Being a large international port, Quanzhou is home to a huge number of Chinese who have gone abroad and can be tracked to more than 130 countries and regions around the globe. Their passion for their hometown's development is reflected in their investments in local factories and schools, charity donations and public welfare projects. They serve as an important driving force for local economic and social development, while acting as a bridge between Quanzhou and the wider world.
Quanzhou is also known for its thriving private economy. The past four decades have seen the birth of tens of thousands of private businesses and hundreds of famous brands. Today, the city boasts five industrial clusters: textiles and garments, footwear, petrochemicals, machinery equipment, building materials and home furnishings. Private businesses account for more than 90 percent of local businesses, with more than 100 companies listed at home and abroad. The city is now known as the capital of footwear, resin crafts and stone sculptures.
The Quanzhou model of privately run businesses playing a dominant role and light industry clustering is undoubtedly a success story of local economic development.
Quanzhou's development was once hindered by low road density, a shortage of expressways and insufficient seaport and airport throughput. Since the launch of the Belt and Road Initiative, consisting of the land-based Silk Road Economic Belt and the 21st-Century Maritime Silk Road, in 2013, the city has continuously increased investment in its sea, land and air transport infrastructure to enhance connectivity.
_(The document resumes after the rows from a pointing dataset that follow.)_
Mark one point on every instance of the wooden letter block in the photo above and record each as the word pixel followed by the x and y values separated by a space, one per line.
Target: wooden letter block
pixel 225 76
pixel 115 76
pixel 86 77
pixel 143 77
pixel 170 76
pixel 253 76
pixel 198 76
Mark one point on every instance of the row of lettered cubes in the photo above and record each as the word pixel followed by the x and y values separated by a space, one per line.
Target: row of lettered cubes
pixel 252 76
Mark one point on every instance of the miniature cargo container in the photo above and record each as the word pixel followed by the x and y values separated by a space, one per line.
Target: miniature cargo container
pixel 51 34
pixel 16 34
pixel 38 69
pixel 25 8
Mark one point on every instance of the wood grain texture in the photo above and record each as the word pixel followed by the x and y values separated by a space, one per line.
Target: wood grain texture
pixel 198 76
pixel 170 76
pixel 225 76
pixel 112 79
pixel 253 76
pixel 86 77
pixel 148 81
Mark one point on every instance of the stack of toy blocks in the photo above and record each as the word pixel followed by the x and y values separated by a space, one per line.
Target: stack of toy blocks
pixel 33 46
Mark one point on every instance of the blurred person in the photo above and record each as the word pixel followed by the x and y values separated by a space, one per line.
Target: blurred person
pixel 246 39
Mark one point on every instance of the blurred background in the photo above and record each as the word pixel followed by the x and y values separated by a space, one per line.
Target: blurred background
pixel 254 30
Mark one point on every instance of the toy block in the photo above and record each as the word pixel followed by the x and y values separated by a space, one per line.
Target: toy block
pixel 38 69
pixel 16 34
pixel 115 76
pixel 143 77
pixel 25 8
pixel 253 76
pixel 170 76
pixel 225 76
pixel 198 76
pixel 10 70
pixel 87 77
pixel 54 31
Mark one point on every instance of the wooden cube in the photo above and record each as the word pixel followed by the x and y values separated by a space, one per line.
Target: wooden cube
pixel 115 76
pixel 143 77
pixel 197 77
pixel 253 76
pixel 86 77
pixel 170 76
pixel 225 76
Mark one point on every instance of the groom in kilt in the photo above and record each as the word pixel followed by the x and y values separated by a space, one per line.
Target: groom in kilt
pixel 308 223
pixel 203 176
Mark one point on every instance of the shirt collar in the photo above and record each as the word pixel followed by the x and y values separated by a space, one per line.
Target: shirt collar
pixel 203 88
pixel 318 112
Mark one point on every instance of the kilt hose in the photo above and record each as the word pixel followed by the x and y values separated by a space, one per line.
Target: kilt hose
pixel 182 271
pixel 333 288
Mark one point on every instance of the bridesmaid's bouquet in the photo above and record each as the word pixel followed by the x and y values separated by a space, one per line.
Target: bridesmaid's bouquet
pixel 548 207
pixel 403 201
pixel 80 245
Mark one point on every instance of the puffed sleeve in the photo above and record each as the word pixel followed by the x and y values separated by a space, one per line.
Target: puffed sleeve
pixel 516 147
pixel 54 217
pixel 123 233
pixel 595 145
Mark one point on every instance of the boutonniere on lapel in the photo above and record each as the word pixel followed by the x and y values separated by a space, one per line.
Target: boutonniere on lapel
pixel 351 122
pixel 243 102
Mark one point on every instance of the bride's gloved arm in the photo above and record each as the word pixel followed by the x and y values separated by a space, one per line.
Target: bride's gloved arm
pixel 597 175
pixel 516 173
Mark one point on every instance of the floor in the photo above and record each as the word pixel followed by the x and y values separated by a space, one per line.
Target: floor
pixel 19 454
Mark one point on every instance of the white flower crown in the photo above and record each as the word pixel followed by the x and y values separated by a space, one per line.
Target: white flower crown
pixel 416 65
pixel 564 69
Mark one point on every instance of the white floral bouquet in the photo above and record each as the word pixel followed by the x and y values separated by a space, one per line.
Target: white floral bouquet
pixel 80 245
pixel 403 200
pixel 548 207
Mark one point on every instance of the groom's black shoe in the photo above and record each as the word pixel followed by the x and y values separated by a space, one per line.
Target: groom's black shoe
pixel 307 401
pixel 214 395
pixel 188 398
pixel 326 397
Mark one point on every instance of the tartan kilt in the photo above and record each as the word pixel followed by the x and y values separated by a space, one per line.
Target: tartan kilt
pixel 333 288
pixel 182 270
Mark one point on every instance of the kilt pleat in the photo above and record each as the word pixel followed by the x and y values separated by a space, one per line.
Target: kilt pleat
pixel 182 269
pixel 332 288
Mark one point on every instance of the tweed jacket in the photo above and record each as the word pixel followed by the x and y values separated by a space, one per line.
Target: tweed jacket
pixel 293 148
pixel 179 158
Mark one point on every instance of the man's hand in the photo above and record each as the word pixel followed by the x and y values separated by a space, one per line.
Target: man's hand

With overseas Chinese native to Quanzhou serving as a natural bridge linking Quanzhou and other countries participating in the 21st-Century Maritime Silk Road, along with an improved transportation infrastructure bolstering Quanzhou's further opening up, the city's vision of becoming a pioneer in advancing this initiative is turning into reality.
Quanzhou is also a charming place, recognized as a garden city, thanks to its sustained attention to environmental pre-servation. All things considered, it is a telling example of China's externally oriented ancient cities that have remained beacons of progress in the tide of development in modern times.